Un pomeriggio, tra un riassunto di italiano e un problema di aritmetica, io e l’amica del cuore Marilù decidemmo di preparare per il nostro idolo una bella torta al cioccolato e di portargliela allo stadio al termine dell’allenamento: l’obiettivo era quello di guadagnarci la sua simpatia e un bell’autografo da mostrare alle compagne. Ci mettemmo all’opera, divertendoci come matte a sbattere i tuorli d’uovo con lo zucchero, l’albume a neve e a mescolare il tutto con il cacao Drost, il migliore. Poi imburrammo la teglia e infilammo il nostro dolce al forno, pregustando la sorpresa nel bel viso di Vanello. Poi grazie alla mamma di Marilù (sante mamme!!), su una vecchia ma efficiente seicento bianca, andammo in viale del Fante per consegnare la torta al grande Sandro.
La signora Matilde ci accontentò, eccome… Litigò pure con il custode dello stadio, un signore corpulento, che ci impediva di entrare. Alla fine ritirò lui il pacco e promise, ridendo sotto i baffi, che lo avrebbe consegnato a Vanello a nome nostro. Che delusione! Tornando a casa ci chiedevamo se davvero la torta sarebbe mai arrivata fra le mani del “bel tenebroso” e soprattutto quale mai sarebbe stata la sua espressione. Meravigliata? Contenta? Il dilemma fu risolto qualche giorno dopo, in occasione di una partita di basket dell’U.S. Palermo, presso il padiglione della Fiera del Mediterraneo, a cui assisteva l’intera squadra di calcio. Non ci facemmo sfuggire l’opportunità, fra l’altro all’epoca io frequentavo quel posto perché ero iscritta al corso di minibasket, pur se con risultati non proprio brillanti, con i mitici istruttori Lucia Filippone e Felice Trupiano.

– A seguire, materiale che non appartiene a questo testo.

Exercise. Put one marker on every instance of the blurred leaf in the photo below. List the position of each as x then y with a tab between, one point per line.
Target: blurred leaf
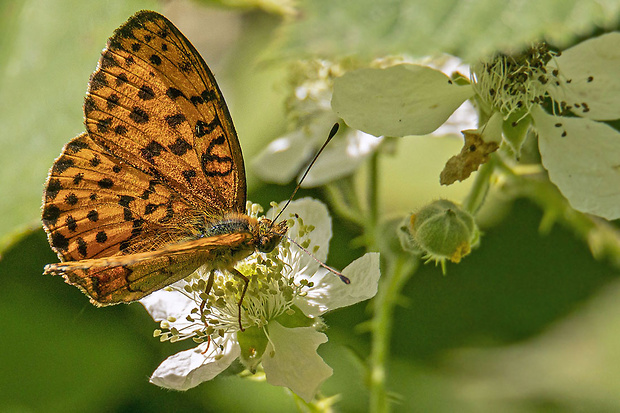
468	29
49	49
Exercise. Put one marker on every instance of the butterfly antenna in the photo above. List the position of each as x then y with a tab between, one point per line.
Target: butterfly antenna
342	277
332	132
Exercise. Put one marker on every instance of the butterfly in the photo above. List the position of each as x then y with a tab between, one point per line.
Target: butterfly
156	186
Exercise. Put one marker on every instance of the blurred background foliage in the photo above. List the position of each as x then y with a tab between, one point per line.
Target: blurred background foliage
528	322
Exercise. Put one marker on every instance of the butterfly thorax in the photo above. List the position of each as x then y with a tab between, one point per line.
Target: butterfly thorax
265	235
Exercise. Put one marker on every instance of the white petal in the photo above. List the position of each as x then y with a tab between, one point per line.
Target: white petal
330	292
189	368
465	117
163	303
341	158
291	360
283	158
598	58
584	164
398	101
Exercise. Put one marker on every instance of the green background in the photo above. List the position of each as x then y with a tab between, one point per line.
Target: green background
528	322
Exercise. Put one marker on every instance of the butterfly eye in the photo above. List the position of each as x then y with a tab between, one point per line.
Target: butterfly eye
267	244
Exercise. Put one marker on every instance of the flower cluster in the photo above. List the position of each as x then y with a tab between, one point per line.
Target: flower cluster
285	157
288	292
562	97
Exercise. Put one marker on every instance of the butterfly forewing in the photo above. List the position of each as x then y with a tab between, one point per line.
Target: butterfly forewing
127	205
154	103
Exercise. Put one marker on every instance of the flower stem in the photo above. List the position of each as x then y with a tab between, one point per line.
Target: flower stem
373	190
481	185
401	269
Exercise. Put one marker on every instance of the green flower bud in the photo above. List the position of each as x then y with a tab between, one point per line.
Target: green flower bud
442	231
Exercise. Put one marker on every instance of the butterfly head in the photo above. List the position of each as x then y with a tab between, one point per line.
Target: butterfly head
269	234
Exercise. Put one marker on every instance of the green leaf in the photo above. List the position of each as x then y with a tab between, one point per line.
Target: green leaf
398	101
49	49
468	29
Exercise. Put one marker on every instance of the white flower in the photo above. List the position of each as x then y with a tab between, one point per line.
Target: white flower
286	157
281	312
580	152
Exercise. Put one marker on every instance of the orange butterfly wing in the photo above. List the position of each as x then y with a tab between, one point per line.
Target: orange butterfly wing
126	278
125	205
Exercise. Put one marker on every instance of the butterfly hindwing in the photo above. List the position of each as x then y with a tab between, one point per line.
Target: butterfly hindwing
128	278
96	205
154	103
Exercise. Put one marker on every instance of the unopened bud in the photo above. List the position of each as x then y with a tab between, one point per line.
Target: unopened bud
441	230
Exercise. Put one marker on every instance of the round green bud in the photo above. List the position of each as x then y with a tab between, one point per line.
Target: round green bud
441	230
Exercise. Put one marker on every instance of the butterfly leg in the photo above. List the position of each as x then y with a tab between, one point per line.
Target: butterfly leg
246	282
207	291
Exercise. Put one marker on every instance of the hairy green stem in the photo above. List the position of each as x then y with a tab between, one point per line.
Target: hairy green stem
481	185
392	282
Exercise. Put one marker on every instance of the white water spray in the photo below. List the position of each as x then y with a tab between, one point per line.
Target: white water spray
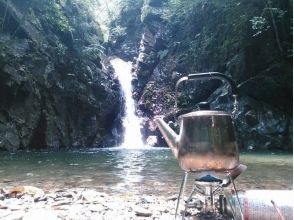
131	123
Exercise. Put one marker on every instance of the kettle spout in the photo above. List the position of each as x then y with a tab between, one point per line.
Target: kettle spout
169	135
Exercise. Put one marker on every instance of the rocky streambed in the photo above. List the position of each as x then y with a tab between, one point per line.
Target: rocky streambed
30	203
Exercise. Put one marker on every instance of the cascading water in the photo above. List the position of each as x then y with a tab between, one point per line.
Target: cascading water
131	123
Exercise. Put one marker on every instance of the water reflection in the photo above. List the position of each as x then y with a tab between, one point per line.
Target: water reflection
150	171
130	164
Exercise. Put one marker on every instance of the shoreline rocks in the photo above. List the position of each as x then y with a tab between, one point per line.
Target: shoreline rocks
27	203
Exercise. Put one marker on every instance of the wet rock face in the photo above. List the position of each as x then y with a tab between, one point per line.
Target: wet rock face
53	91
204	39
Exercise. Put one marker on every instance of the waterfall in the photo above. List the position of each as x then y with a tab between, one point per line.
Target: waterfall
131	123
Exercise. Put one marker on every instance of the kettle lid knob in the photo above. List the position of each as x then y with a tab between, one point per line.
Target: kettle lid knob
203	106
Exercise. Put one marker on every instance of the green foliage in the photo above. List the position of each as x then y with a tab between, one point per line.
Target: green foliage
162	54
54	15
118	30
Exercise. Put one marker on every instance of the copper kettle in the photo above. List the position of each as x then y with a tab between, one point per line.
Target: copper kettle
206	141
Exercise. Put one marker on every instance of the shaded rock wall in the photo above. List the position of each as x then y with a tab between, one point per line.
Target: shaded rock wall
54	92
251	41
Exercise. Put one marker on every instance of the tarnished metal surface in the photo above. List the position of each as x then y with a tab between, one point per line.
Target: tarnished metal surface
206	141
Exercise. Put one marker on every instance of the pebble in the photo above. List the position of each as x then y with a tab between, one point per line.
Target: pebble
30	203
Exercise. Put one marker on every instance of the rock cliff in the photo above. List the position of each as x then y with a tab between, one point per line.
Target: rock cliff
54	92
251	41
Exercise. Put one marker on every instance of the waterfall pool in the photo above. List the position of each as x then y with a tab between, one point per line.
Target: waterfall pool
129	171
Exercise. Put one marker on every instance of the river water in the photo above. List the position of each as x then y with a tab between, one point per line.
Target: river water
129	171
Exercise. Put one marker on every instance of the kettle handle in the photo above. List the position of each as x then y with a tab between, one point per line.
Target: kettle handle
207	76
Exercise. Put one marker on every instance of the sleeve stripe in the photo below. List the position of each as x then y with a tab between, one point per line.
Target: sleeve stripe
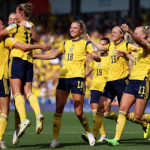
17	28
88	42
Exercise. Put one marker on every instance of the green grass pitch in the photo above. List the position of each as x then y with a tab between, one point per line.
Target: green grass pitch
70	135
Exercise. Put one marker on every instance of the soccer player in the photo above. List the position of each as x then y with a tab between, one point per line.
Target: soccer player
72	77
21	68
6	44
13	20
100	70
137	90
117	75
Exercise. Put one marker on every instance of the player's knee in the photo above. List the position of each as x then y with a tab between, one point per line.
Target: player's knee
106	115
138	116
5	111
123	108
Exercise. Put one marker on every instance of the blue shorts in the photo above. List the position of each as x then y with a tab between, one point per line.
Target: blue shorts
20	69
4	87
138	88
75	85
95	96
115	88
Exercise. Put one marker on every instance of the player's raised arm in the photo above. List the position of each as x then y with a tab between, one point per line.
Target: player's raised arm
89	70
97	45
4	33
29	47
120	53
134	36
50	56
95	56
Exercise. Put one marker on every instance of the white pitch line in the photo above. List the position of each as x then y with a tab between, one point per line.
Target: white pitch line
78	133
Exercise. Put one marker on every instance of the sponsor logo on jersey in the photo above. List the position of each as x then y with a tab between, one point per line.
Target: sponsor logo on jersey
12	38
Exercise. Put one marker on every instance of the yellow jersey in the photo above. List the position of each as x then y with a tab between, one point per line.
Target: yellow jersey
75	58
141	65
118	67
22	35
5	45
100	73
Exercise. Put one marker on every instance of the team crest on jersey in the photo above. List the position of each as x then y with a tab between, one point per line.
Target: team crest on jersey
12	39
99	64
114	52
71	49
10	26
93	46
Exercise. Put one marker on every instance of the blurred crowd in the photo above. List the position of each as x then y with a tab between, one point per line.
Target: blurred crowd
54	30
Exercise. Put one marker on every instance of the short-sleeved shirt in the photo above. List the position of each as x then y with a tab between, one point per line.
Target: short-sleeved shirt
75	58
118	67
22	35
100	73
141	64
5	45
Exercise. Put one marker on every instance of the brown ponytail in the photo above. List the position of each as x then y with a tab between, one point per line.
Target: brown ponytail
26	8
82	26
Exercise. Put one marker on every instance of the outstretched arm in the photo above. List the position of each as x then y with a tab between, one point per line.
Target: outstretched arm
52	55
95	56
120	53
135	37
88	71
29	47
4	33
35	36
97	45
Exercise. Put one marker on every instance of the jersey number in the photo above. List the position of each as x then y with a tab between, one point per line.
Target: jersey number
70	56
113	59
80	84
27	37
99	72
142	90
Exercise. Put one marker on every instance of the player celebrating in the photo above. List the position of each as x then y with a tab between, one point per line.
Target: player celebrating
98	83
6	44
117	75
21	68
138	87
72	78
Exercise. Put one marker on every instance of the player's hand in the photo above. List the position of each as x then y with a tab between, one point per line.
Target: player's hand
26	24
89	57
125	27
120	53
45	47
87	37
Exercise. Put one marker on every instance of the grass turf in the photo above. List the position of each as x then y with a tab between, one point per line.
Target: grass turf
70	135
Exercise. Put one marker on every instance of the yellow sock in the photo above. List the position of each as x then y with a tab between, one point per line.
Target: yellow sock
85	124
20	105
102	127
3	125
34	103
146	117
111	115
133	119
120	124
94	113
97	123
17	119
56	125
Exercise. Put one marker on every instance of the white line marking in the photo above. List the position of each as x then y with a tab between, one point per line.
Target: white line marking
79	133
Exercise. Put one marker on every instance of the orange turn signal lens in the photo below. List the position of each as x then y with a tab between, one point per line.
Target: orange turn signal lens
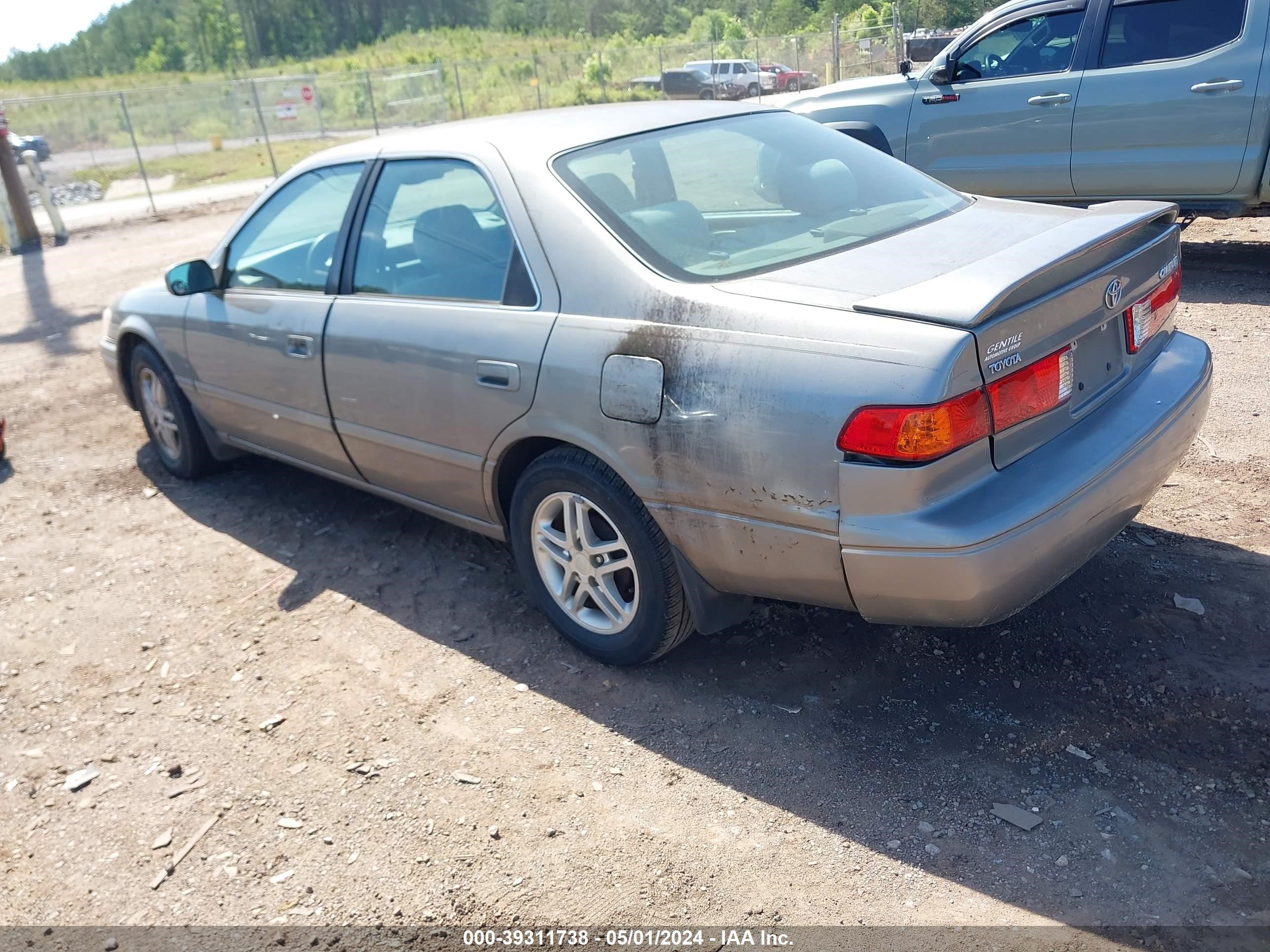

Non appena vedemmo Vanello sugli spalti ci precipitammo, tra uno spintone e l’altro, nella zona in cui era seduto il nostro beniamino e gli chiedemmo ansiose se aveva gradito il dolce fatto con le nostre mani. Per fortuna Vanello rispose di sì, ci abbracciò, ci fece un bell’autografo e, per rispondere a una domanda che da sempre mi incuriosiva, ci rivelò pure un segreto: la fascia che teneva sempre al polso quando giocava serviva a coprire un bracciale che portava sempre. Non era epoca di telefonini e di selfie ma il ricordo di quel breve momento è ugualmente bello ed è intatto nei nostri cuori.
Solo la sua simpatia ed un bell’autografo?….uhm….
bello…. grazie per la tua passione Delia
Che bel ricordo! Ora che lo hai risvegliato mi è tornato tutto in mente, anche la preparazione della torta e il litigio della vivacissima signora Matilde con il custode… e che stile narrativo brillante!
Che racconto bello e divertente! Che tenerezza le due ragazzine che preparano il dolce per il loro calciatore preferito… Sembra tutto inventato e invece no, Delia è stata sempre così, appassionata e travolgente. Grazie di cuore!
Simpatiche e dolci rimembranze…
Articolo, lieve e fresco come una rosetta appena sfornata!
Quindi alla fine in molti casi si fa bene ad aver fiducia nelle persone, la torta gli è arrivata. Brava Delia, sempre godibili i tuoi ricordi pallonari.